Defendant first assigns error to the denial of his motion to exclude from evidence testimony by Detective Munday as to statements made by defendant in the bedroom prior to his arrest. Defendant contends that the officers were required to arrest defendant as soon as the packages were found and to warn him again of his Miranda rights. Under Miranda v. Arizona, 384 U.S. 436, 444, 86 S.Ct. 1602, 1612, 16 L.Ed. 2d 694, 706 (1966), the critical time at which the warnings must be given is not arrest, but during “custodial interrogation” which was defined as “questioning initiated by law enforcement officers after a person has been taken into custody or otherwise deprived of his freedom of action in any significant way.” In the present case, defendant, along with others, was told to remain in the living room and not move around. With admirable *251caution, Detective Munday then informed the group of their Miranda rights, prior to any questioning. Defendant was questioned by Detective Munday some 5 to 10. minutes after receiving the Miranda warnings and waiving his rights.

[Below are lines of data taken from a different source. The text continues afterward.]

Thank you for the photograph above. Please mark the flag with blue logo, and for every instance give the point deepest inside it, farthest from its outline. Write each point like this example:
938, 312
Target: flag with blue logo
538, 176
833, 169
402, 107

It would be a triumph of technicality if the prudent officer were required to repeat the warnings after so short a lapse of time, and we decline to impose such a novel strait jacket upon diligent police officers. We find no merit in this assignment of error.

Defendant next assigns error to the denial of his motion for nonsuit. Defendant particularly contends that there was insufficient evidence that he possessed the glassine bags found in the hallway closet, and that without this evidence, there was insufficient evidence of an intent to sell or deliver.

It is well settled that upon motion for nonsuit the evidence must be considered in the light most favorable to the State. See cases cited in 4 Strong, N. C. Index, Criminal Law § 104 (3d ed. 1976). An accused has possession of contraband when he has both the power and the intent to control its disposition or use. State v. Summers, 15 N.C. App. 282, 189 S.E. 2d 807 (1972), cert. denied, 281 N.C. 762, 191 S.E. 2d 359 (1972). Such possession may be either actual or constructive.. Constructive possession exists when there is no actual personal dominion over the material, but there is an intent and capability to maintain control and dominion over it. State v. Crouch, 15 N.C. App. 172, 189 S.E. 2d 763 (1972), cert. denied, 281 N.C. 760, 191 S.E. 2d 357 (1972). While it may not be necessary to show that the accused had exclusive possession of the premises where the contraband is found, where possession of the premises is nonexclusive, constructive possession of the contraband by the accused may not be inferred without other incriminating circumstances. State v. Baxter, 285 N.C. 735, 208 S.E. 2d 696 (1974); State v. Spencer, 281 N.C. 121, 187 S.E. 2d 779 (1972); Annot., 56 A.L.R. 3d 948 (1974).

In the instant case, constructive possession by the defendant of the heroin could be inferred from the evidence which showed that the heroin was found in a concealed place in his bedroom, that a needle and syringe were found in a man’s coat in his closet, and that he admitted he was a heroin user. Constructive possession over the glassine bags and tape in the hallway closet near defendant’s bedroom could be inferred from the evidence of defendant’s tenancy plus evidence which showed *252that the heroin found in defendant’s bedroom was undiluted and would produce, after cutting and packaging, about twenty street dosages. Assuming arguendo that there was insufficient evidence to show constructive possession of the materials found beneath the apartment building, we conclude that evidence of the quantity of pure heroin and packing materials found in defendant’s constructive possession was sufficient to raise an inference of an intent to sell or deliver. See State v. Baxter, supra. We find no error in the denial of defendant’s motion for nonsuit on the charge of possession with intent to sell or deliver.

No error.

Chief Judge Brock and Judge Vaughn concur.